Children who are read to when they are young start collecting reading experiences that can
lead to insight, reflection and empathy. In short, they contribute to the moral shaping of a
reader. Research shows that children who read regularly know more about life, love, courage
and conflict. Moreover, they are better at self-reflection than children who rarely read (Van
Peperstraten, 2011).
For children to develop in this way, they need to open up to the experience, and be truly
affected by what they read. The English literary scholar and psychologist David Harding
compares the most valuable reading experience to passionate spectator experiences; merely
watching is not good enough – a child should be genuinely touched by what they read.
Achieving such experience demands practice.
An early start
The earlier a child interacts with stories and books, the better. They can build up a routine in
storytelling and playing with books so that it becomes a habit, which paves the way for future
reading for pleasure.
Children’s linguistic development also depends on the world and people around them.
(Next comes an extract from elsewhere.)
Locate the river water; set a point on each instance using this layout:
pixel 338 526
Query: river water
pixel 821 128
The language used by parents and professionals such as teachers shapes a child’s own
language development. When families read together, a child’s language matures as they
focus on the meaning of words.
Reading together and telling stories is just as important as a child gets older. It opens the
way to books and stories that children cannot yet read on their own, or to stories they are
unlikely to choose themselves. Being read to presents opportunities for a child to get in touch
with demanding texts and unfamiliar worlds. This stimulates learning and encourages
children to keep on reading independently and voluntarily.